On Tue, Feb 21, 2017 at 6:35 PM, Tom Herbert <tom@herbertland.com> wrote:
> On Mon, Feb 20, 2017 at 2:57 PM, Saeed Mahameed <saeedm@mellanox.com> wrote:
>>
>> Well, although I think Jesper is a little bit exaggerating ;) I guess he has a point
>> and i am on his side on this discussion. you see, if we define the APIs and ABIs now
>> and they turn out to be a bottleneck for the whole XDP arch performance, at that
>> point it will be too late to compare XDP to DPDK and other kernel bypass solutions.
>>
>> What we need to do is to bring XDP to a state where it performs at least the same as other
>> kernel bypass solutions. I know that the DPDK team here at mellanox spent years working
>> on DPDK performance, squeezing every bit out of the code/dcache/icache/cpu you name it..
>> We simply need to do the same for XDP to prove it worthy and can deliver the required
>> rates. Only then, when we have the performance baseline numbers, we can start expanding XDP features
>> and defining new use cases and a uniform API, while making sure the performance is kept at it max.
>>
>> Yes, there is a down side to this, that currently most of the optimizations and implementations we can do
>> are inside the device driver and they are driver dependent, but once we have a clear image
>> on how things should work, we can pause and think on how to generalize the approaches
>> to all device drivers.
>>
> I don't agree with this approach. We only have a handful of drivers
> that support XDP and already it is obvious that XDP is invasive in the
> critical path and has created maintainence issues. XDP is lacking a
> general API which means that drivers have to do more redundant
> operations, and when it comes time to set such an API (as my patch set
> is trying to deal) we need to retrofit it and deal with this

For control path and XDP program hooks management i completely support
your work,
but as Dave puts it, we need to have some freedom at least in the
first stages in the interaction between driver RX path and XDP
programs packet flow, as the flow might change a couple of times until
we settle down on an optimal approach.

> complexity in each driver. I agree that super great XDP performance is
> a goal, but it's not the only goal-- we still need to provide stable,
> maintainable, good performance drivers for everyone.
>

The only complexity XDP is adding to the drivers is the constrains on
RX memory management and memory model, calling the XDP program itself
and handling the  action is really a simple thing once you have the
correct memory model.

Who knows! maybe someday XDP will define one unified RX API for all
drivers and it even will handle normal stack delivery it self :).

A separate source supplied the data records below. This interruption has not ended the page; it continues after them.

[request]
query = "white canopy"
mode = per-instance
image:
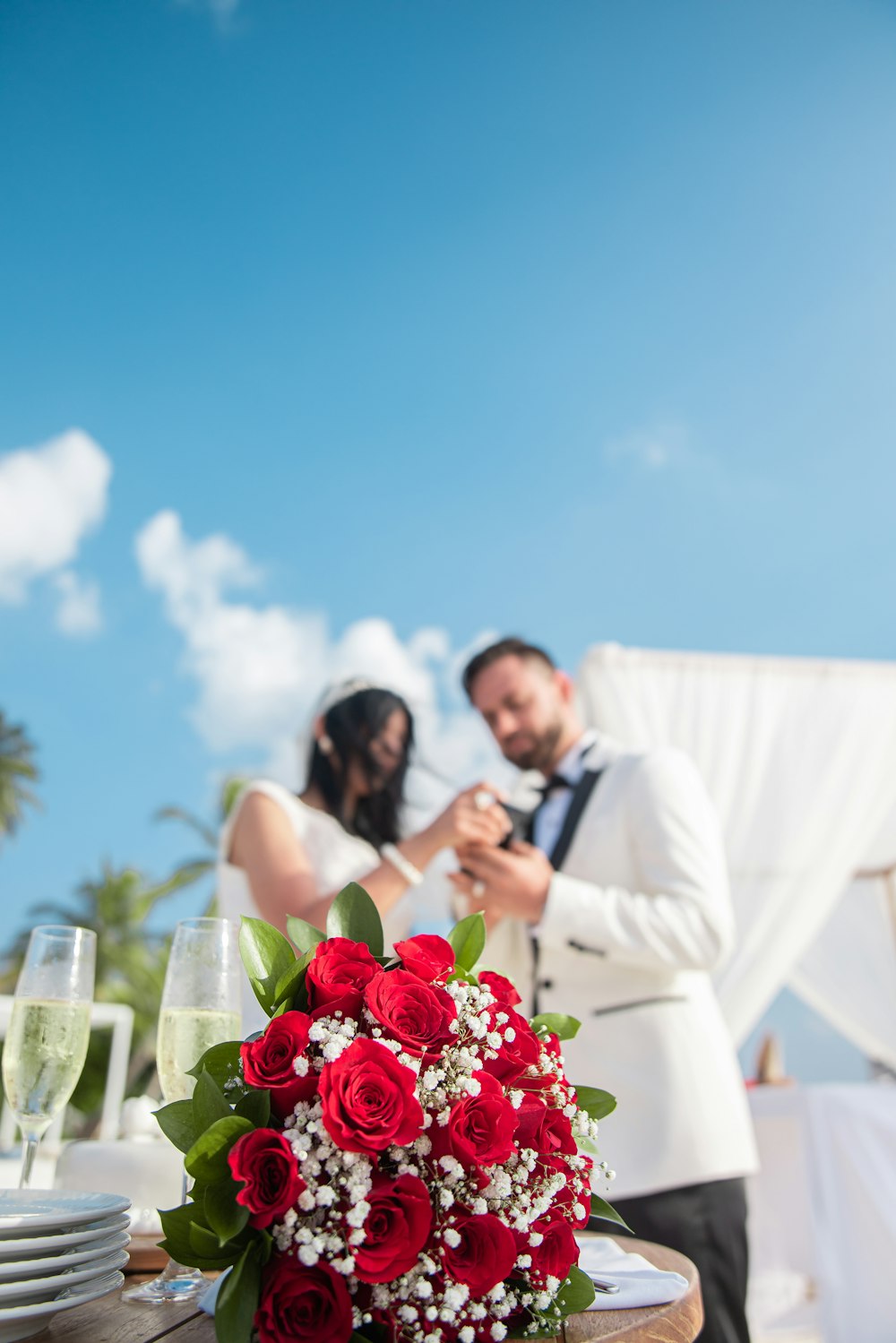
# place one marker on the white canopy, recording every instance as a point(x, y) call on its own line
point(799, 758)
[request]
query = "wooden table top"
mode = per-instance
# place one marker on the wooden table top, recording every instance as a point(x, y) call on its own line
point(113, 1321)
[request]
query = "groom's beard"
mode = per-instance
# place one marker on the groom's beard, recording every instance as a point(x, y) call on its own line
point(535, 753)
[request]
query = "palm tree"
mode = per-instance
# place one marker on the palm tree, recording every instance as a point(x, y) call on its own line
point(16, 771)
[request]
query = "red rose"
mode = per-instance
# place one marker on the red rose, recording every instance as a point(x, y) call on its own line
point(397, 1227)
point(554, 1133)
point(427, 957)
point(268, 1063)
point(484, 1256)
point(556, 1253)
point(338, 977)
point(413, 1012)
point(303, 1304)
point(481, 1128)
point(265, 1163)
point(516, 1055)
point(370, 1098)
point(530, 1116)
point(501, 989)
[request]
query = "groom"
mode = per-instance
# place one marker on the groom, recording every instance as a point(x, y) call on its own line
point(616, 912)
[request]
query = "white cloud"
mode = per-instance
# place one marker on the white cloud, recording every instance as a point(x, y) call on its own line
point(654, 447)
point(78, 611)
point(50, 498)
point(260, 670)
point(223, 11)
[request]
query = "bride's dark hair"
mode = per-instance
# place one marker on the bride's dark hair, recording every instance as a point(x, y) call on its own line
point(352, 724)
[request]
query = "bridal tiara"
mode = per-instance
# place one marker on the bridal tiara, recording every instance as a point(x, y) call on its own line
point(341, 691)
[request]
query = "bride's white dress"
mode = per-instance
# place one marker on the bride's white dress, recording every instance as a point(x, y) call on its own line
point(335, 856)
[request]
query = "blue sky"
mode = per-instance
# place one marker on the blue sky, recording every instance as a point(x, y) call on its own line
point(443, 317)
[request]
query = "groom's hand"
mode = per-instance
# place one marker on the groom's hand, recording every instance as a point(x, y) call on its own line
point(504, 882)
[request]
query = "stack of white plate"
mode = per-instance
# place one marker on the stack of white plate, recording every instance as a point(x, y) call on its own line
point(58, 1249)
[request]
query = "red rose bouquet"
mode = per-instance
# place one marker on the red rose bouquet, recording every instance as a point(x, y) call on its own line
point(400, 1155)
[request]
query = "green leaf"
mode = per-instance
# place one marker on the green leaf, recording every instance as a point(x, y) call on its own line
point(238, 1299)
point(177, 1124)
point(354, 915)
point(207, 1158)
point(266, 957)
point(177, 1225)
point(254, 1106)
point(557, 1023)
point(600, 1209)
point(304, 936)
point(220, 1063)
point(223, 1213)
point(595, 1103)
point(209, 1103)
point(203, 1240)
point(468, 941)
point(576, 1292)
point(292, 981)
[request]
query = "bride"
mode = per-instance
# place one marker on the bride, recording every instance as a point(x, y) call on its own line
point(284, 855)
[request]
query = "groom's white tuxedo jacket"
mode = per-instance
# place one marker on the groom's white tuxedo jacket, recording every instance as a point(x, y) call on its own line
point(637, 917)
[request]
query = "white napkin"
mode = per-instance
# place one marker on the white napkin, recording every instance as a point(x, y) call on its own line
point(640, 1281)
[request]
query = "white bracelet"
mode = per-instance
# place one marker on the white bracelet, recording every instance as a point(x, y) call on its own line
point(402, 865)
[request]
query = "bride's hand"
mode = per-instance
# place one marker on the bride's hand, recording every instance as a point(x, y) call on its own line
point(473, 817)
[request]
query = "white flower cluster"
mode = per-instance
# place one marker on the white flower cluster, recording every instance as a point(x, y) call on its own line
point(328, 1224)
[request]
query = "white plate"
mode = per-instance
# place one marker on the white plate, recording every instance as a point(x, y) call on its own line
point(29, 1210)
point(29, 1246)
point(22, 1321)
point(59, 1284)
point(21, 1270)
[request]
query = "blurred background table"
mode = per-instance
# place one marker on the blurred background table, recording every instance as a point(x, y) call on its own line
point(115, 1321)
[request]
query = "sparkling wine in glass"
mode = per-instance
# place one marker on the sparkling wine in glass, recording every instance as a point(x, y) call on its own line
point(48, 1030)
point(201, 1006)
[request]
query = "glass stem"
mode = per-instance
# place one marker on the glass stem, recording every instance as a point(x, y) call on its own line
point(29, 1152)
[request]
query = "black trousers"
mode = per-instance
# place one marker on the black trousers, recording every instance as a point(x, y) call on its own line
point(708, 1224)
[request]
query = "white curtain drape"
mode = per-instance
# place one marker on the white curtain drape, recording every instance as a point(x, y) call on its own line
point(799, 758)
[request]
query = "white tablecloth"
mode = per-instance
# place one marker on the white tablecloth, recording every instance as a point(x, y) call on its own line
point(823, 1211)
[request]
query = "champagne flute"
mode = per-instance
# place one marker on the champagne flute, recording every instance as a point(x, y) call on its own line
point(201, 1006)
point(48, 1030)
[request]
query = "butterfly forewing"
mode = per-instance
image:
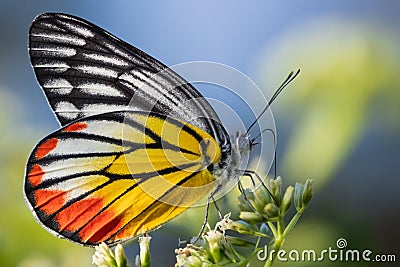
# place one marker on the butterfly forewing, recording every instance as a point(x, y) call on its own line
point(84, 183)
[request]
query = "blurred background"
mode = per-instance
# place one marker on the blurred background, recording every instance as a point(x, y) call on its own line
point(337, 123)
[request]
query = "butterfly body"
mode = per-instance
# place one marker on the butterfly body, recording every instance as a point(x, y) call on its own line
point(138, 144)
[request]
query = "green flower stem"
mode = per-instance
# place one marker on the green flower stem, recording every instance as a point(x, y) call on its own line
point(281, 233)
point(273, 228)
point(293, 221)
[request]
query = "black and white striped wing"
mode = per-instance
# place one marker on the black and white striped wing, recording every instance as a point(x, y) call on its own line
point(84, 70)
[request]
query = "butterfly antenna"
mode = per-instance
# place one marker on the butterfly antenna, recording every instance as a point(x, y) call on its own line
point(290, 78)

for the long long term I dream of a driver passing page fragments +
"on the side offloads (if any)" to the stack instead of fat SKBs, and
in return it will get the same page back to be recycled into RX buffer
or a replacement new one.
good performance should really come from the stack/XDP/upper layers,
not form the device drivers.

but for the short term we will need to continue experimenting with
what we have and optimize it as much as possible with no constrains.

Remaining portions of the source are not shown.